Investors ‘not overly alarmed’ by talk of AI bubble
Like other platforms, Fidelity International has detected signs investors are more inclined to spread risk geographically.
Broad-based funds such as Vanguard FTSE Global All Cap Index (ongoing charge: 0.23 per cent) and HSBC FTSE All World Index (ongoing charge: 0.13 per cent) are popular choices,’ says pensions and investment specialist Jemma Slingo.
She also highlights investors’ liking for actively-managed global funds including Dodge & Cox Worldwide Global Stock (ongoing charge: 0.63 per cent) and Artemis Global Income.
Meanwhile, Slingo notes the appearance of Lazard Emerging Markets fund (ongoing charge: 0.89 per cent ) and Fidelity Emerging Markets investment trust (ongoing charge: 0.81 per cent).
‘The renewed appetite for emerging markets comes after a period in which several overseas markets, including parts of Asia and emerging economies, outperformed the US.
‘Investors appear to be seeking longer-term growth opportunities and more attractive valuations outside Wall Street.

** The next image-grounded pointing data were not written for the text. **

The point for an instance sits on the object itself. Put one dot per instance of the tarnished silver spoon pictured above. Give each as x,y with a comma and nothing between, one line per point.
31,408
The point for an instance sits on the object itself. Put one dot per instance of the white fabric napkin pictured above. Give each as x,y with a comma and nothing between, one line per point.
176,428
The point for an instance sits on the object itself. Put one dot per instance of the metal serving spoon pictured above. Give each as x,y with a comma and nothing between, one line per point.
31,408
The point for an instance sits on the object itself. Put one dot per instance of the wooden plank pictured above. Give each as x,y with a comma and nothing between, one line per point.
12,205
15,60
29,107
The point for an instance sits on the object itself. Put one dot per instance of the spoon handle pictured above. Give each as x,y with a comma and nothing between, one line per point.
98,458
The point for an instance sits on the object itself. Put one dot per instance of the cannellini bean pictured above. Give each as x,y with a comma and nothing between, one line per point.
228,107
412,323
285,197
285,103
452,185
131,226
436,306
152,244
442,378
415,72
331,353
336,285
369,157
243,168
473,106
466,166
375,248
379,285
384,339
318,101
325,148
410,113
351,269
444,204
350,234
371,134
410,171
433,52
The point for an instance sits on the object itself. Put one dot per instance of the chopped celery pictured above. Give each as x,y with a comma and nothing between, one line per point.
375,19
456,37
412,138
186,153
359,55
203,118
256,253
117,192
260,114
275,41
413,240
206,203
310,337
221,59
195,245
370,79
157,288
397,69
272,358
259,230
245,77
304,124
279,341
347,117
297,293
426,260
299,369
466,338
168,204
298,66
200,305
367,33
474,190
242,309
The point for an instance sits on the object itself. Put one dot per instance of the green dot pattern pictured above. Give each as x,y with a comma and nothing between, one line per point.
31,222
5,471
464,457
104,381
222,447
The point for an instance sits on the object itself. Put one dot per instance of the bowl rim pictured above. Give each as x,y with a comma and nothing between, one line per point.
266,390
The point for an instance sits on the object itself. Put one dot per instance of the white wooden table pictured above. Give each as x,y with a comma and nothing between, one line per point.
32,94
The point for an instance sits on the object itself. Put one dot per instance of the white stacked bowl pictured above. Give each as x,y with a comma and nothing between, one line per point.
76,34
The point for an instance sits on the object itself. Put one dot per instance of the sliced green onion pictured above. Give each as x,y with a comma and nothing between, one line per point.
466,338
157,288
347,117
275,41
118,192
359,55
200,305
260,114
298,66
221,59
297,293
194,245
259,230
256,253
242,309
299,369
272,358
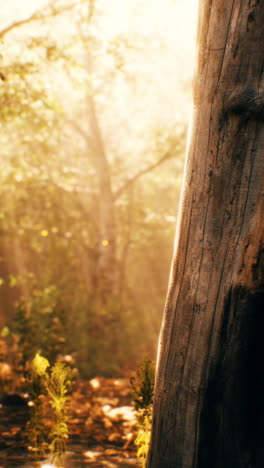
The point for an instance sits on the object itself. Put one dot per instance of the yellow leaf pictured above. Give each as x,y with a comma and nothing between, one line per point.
44,233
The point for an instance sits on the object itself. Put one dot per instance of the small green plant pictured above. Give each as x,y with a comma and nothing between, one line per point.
54,383
142,389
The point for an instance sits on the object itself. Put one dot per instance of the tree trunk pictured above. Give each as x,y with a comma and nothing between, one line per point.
106,274
208,405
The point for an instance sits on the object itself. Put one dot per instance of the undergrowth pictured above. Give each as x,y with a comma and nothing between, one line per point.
49,384
142,389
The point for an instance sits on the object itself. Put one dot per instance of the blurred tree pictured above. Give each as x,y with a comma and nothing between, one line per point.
79,188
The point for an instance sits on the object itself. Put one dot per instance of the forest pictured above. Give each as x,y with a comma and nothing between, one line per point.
95,99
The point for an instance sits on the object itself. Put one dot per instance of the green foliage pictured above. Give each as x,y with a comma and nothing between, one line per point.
143,385
54,384
39,325
143,388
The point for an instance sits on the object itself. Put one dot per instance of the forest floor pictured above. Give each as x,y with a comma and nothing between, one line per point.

‘It is also notable that Schroder Japan Trust (ongoing charge: 0.92 per cent) featured among the best-selling investment trusts.
‘Japan has been one of the stronger-performing developed markets in recent periods, and investors seem increasingly willing to allocate capital to regions benefiting from structural reform and corporate governance improvements.’
Slingo says the prominence of US technology giants suggests investors have not been overly alarmed by rumours of an AI bubble.
‘Technology-focused investment trusts such as Scottish Mortgage (ongoing charge: 0.31 per cent) and Polar Capital Technology Trust (ongoing charge: 0.75 per cent) also suggest this.’
RELX targeted by opportunist investors after software scare
Investors are still keen on precious metals and appear unfazed by volatility in silver and gold prices earlier this year, says Interactive Investor’s funds expert Kyle Caldwell.
But he warns: ‘It’s worth bearing in mind that while the sell-off proved to be short-lived, the sharp falls serve as a reminder that the prices of both precious metals can fluctuate rapidly.
‘Two other trends among investors are demand for value-focused funds and specialist strategies with high yields. Value-focused funds attracting attention include Artemis Global Income and Temple Bar (ongoing charge: 0.61 per cent).’
On the stocks front, II says heavyweights like Legal & General and Diageo, miners like Glencore and defence stocks like Rolls-Royce are among its top sellers.
II also remarks on the popularity of IT services and consulting firm RELX, echoing other investing firms in noting how opportunistic customers jumped in following the software sell-off sparked by the launch of Anthropic’s new AI tools. However, the stock has not yet regained its January highs.